# Memorial Day - Flag of Our Fallen



## FlowRider (Apr 7, 2019)

Please be respectful and leave the politics out of this topic.

I wanted to post this picture to honor the men and women of our Armed Services who have honored us all in service to our Nation.

U.S. Army Air Force WWII B-17 Strategic Bomber Dual .50 Caliber Machine Gun Turret Gunner 
Burial with U.S. Army Honor Guard:


----------



## dfw_pilot (Jan 28, 2017)

Amen


----------



## ctrav (Aug 18, 2018)

Im an Air Force Vet and my Flag will be flying...


----------



## RDZed (Jul 13, 2018)

Hear, hear.

Retired Coastie. Flag is proudly out and representing the fallen.


----------



## BakerGreenLawnMaker (Mar 13, 2018)

Amen! Love it brother!


----------



## ctrav (Aug 18, 2018)

Thank you to all who gave their all...


----------



## pennstater2005 (Jul 17, 2017)

I'd like to link this from last year regarding Memorial Day from Taylor Larimore of the Bogleheads.

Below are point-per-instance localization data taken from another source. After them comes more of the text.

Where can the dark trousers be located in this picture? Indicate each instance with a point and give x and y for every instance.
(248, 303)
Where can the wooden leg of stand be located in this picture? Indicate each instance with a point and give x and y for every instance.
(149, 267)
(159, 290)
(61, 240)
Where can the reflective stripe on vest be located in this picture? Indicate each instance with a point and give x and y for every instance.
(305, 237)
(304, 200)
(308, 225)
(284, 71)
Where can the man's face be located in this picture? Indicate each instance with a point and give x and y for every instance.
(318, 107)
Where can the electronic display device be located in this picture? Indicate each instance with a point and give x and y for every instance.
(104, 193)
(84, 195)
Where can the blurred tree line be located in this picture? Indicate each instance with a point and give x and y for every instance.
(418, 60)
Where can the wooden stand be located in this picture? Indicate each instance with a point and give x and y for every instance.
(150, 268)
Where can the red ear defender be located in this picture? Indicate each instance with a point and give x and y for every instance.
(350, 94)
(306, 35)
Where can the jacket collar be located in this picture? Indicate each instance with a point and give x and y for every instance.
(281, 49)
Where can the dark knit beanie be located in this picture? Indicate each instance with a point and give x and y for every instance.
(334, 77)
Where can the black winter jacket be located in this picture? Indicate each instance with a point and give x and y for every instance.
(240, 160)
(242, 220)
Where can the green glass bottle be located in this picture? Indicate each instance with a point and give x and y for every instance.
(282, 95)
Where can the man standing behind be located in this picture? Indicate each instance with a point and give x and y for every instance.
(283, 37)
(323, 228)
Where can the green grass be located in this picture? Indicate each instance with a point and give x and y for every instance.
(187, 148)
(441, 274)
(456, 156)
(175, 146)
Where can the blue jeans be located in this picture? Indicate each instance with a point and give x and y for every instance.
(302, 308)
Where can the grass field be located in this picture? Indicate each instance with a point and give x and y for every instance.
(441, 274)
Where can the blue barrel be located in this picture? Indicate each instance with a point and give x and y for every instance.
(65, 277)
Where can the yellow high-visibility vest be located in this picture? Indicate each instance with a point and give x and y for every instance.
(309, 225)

https://thelawnforum.com/viewtopic.php?t=3200#p60174


----------



## ctrav (Aug 18, 2018)

pennstater2005 said:


> I'd like to link this from last year regarding Memorial Day from Taylor Larimore of the Bogleheads.
> 
> https://thelawnforum.com/viewtopic.php?t=3200#p60174


Amen...


----------



## Sbcgenii (May 13, 2018)

Took this Monday while finding my Grandpas flag.


----------



## FlowRider (Apr 7, 2019)

That is a really cool picture, @Sbcgenii!

So many flags....


----------



## FlowRider (Apr 7, 2019)

ctrav said:


> Thank you to all who gave their all...


Nice picture, @ctrav!

I like your stone and brick on your house, too - so very Texas!


----------



## Sbcgenii (May 13, 2018)

FlowRider said:


> That is a really cool picture, @Sbcgenii!
> 
> So many flags....


There is well over 3000 flags out there. My grandpas last name started with T and his flag was in the 2900s.


----------



## ctrav (Aug 18, 2018)

Thanks @FlowRider as I get lucky on the pics. Yes it is a Texas home for sure...


----------